If you have a generally good relationship with your teenager, he or she might be strongly impacted by you simply telling them that they have broken your trust. It’s important to remain calm. Ask your teen what he or she thinks a good consequence should be for the lying or broken trust, in addition to the behavior that was against the rules in the first place. Let your teen know that they will need to earn your trust back, and give them a chance to do so.

If you are a paranoid parent and have a rocky relationship with your teen overall, however, a heart-to-heart talk might not be enough. Don’t be afraid to ask his or her doctor for a referral to a family counselor who can help you get to the root of the problem and build a trusting relationship. It’s never too late, so do this even if you have an older teen who will be an adult soon.

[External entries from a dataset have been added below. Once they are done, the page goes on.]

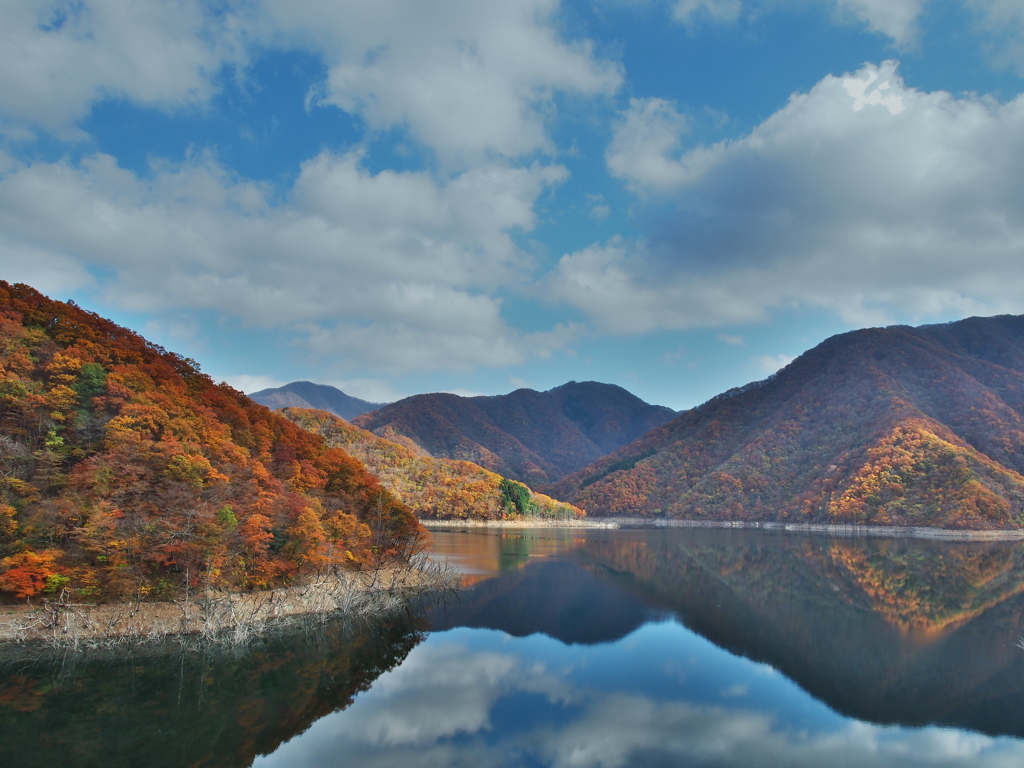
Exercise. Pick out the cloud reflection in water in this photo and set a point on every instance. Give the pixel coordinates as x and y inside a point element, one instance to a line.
<point>479,697</point>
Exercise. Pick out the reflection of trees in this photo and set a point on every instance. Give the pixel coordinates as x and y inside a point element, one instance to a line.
<point>893,631</point>
<point>925,590</point>
<point>215,709</point>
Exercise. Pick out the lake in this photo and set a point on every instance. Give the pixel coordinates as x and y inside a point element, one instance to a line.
<point>588,647</point>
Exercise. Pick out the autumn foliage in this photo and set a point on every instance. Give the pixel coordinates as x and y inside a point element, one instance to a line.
<point>534,437</point>
<point>433,487</point>
<point>897,426</point>
<point>124,470</point>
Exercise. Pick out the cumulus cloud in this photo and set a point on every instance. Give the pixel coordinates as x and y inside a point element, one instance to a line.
<point>467,78</point>
<point>397,270</point>
<point>864,197</point>
<point>645,138</point>
<point>896,19</point>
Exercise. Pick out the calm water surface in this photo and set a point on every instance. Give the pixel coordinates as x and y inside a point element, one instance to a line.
<point>591,648</point>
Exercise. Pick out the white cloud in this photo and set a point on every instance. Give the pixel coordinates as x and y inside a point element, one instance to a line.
<point>644,140</point>
<point>395,270</point>
<point>863,197</point>
<point>894,18</point>
<point>468,78</point>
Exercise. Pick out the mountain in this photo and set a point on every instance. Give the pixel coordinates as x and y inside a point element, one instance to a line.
<point>318,396</point>
<point>127,472</point>
<point>433,488</point>
<point>526,435</point>
<point>887,426</point>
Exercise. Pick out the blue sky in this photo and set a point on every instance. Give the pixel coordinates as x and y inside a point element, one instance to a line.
<point>397,197</point>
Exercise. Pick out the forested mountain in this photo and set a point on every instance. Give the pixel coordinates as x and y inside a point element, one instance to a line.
<point>526,435</point>
<point>889,426</point>
<point>433,488</point>
<point>318,396</point>
<point>125,471</point>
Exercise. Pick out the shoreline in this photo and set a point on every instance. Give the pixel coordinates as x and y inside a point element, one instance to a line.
<point>212,617</point>
<point>634,523</point>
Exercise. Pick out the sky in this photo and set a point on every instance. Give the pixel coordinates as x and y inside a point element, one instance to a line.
<point>397,197</point>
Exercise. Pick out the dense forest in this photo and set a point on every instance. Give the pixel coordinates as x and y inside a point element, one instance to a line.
<point>895,426</point>
<point>434,488</point>
<point>125,471</point>
<point>535,437</point>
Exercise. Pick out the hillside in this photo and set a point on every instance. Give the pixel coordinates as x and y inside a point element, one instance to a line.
<point>536,437</point>
<point>125,471</point>
<point>892,426</point>
<point>433,488</point>
<point>318,396</point>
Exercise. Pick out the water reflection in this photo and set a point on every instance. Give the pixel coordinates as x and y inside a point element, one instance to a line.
<point>890,631</point>
<point>188,709</point>
<point>658,697</point>
<point>592,648</point>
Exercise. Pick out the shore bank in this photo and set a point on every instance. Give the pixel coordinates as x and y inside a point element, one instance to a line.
<point>644,522</point>
<point>227,617</point>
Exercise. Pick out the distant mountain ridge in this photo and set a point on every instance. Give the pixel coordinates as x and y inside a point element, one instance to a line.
<point>536,437</point>
<point>317,396</point>
<point>890,426</point>
<point>432,487</point>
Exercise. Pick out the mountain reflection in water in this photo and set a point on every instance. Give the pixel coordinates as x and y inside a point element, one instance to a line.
<point>596,648</point>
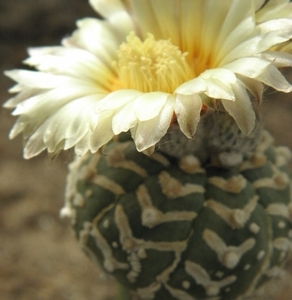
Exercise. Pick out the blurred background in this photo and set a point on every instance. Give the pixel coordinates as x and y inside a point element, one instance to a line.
<point>39,256</point>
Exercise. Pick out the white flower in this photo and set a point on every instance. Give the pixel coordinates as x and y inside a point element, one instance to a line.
<point>148,64</point>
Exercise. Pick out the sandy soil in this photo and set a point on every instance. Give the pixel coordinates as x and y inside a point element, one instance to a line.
<point>39,256</point>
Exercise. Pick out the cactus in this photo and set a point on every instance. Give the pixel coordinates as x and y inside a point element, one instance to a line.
<point>206,220</point>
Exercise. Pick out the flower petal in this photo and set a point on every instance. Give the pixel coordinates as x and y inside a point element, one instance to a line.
<point>241,109</point>
<point>148,133</point>
<point>187,110</point>
<point>148,105</point>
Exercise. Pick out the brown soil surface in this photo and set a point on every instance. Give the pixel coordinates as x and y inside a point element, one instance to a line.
<point>39,256</point>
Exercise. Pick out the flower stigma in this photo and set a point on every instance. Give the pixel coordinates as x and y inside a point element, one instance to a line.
<point>152,65</point>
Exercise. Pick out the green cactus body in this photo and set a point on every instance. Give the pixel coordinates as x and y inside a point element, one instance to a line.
<point>173,228</point>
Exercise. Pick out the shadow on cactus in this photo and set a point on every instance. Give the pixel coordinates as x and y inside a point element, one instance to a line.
<point>178,228</point>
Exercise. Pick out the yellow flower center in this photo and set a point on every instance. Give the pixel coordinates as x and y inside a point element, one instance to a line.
<point>151,65</point>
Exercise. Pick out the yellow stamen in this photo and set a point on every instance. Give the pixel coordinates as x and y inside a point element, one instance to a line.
<point>151,65</point>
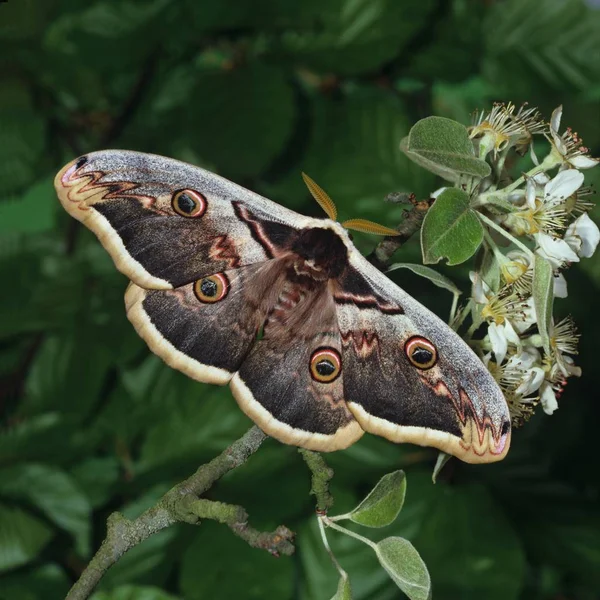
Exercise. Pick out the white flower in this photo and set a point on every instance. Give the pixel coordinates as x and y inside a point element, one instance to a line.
<point>560,286</point>
<point>555,250</point>
<point>546,214</point>
<point>583,236</point>
<point>565,184</point>
<point>500,337</point>
<point>548,398</point>
<point>569,145</point>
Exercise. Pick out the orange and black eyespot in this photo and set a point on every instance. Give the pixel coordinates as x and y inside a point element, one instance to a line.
<point>325,365</point>
<point>189,203</point>
<point>212,289</point>
<point>420,352</point>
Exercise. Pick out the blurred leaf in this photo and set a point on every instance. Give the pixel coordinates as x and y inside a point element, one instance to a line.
<point>433,276</point>
<point>383,503</point>
<point>344,592</point>
<point>486,550</point>
<point>441,461</point>
<point>55,494</point>
<point>97,477</point>
<point>22,537</point>
<point>404,565</point>
<point>242,572</point>
<point>239,119</point>
<point>543,297</point>
<point>69,371</point>
<point>355,36</point>
<point>33,213</point>
<point>443,147</point>
<point>353,153</point>
<point>554,44</point>
<point>450,229</point>
<point>133,592</point>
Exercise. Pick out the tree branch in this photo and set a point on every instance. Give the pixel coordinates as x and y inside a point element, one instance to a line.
<point>322,474</point>
<point>383,252</point>
<point>182,503</point>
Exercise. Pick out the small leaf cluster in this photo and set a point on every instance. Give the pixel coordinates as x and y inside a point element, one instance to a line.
<point>395,554</point>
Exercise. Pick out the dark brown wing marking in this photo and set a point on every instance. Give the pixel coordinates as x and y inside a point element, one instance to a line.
<point>274,385</point>
<point>207,337</point>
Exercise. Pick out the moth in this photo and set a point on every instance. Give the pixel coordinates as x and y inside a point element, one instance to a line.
<point>317,345</point>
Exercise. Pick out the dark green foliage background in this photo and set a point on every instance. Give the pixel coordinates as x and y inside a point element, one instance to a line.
<point>257,91</point>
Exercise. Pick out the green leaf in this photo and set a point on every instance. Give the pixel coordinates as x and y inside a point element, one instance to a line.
<point>55,494</point>
<point>404,565</point>
<point>22,537</point>
<point>543,297</point>
<point>486,551</point>
<point>384,502</point>
<point>243,122</point>
<point>350,37</point>
<point>33,213</point>
<point>241,572</point>
<point>47,581</point>
<point>441,461</point>
<point>443,147</point>
<point>353,153</point>
<point>133,592</point>
<point>450,229</point>
<point>344,591</point>
<point>431,274</point>
<point>319,579</point>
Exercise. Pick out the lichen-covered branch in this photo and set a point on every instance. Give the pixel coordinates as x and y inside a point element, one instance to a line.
<point>321,476</point>
<point>411,224</point>
<point>183,503</point>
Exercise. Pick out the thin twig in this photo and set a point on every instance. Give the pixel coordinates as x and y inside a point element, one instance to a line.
<point>321,476</point>
<point>176,506</point>
<point>382,254</point>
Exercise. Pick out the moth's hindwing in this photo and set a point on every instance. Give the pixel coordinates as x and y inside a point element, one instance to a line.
<point>409,377</point>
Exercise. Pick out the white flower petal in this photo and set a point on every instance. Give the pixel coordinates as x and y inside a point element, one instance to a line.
<point>480,289</point>
<point>565,184</point>
<point>548,399</point>
<point>541,178</point>
<point>557,251</point>
<point>530,194</point>
<point>570,368</point>
<point>588,234</point>
<point>581,161</point>
<point>498,341</point>
<point>555,119</point>
<point>532,380</point>
<point>512,337</point>
<point>560,286</point>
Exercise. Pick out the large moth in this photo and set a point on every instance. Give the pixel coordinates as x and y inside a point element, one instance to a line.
<point>317,345</point>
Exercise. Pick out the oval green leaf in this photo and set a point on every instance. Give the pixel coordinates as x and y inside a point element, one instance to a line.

Parenting a teen is not for the faint of heart, and some days, you might have a hard time trusting them, particularly if your trust has been broken. Keep in mind that your goal is to raise your teenager into a functional and productive adult; while going through the teenage years with your trust intact is important and helpful, it’s not the end goal. Don’t be afraid to talk to a family therapist if your trust has been broken and you are having a hard time reconciling with your teenager. Also, if you tend to be a helicopter parent or paranoid parent, individual counseling might be in order. Talk to the parents of other teens and your child’s doctor if you have questions about what to expect during the adolescent years when it comes to lying, telling the truth, and trusting your teen.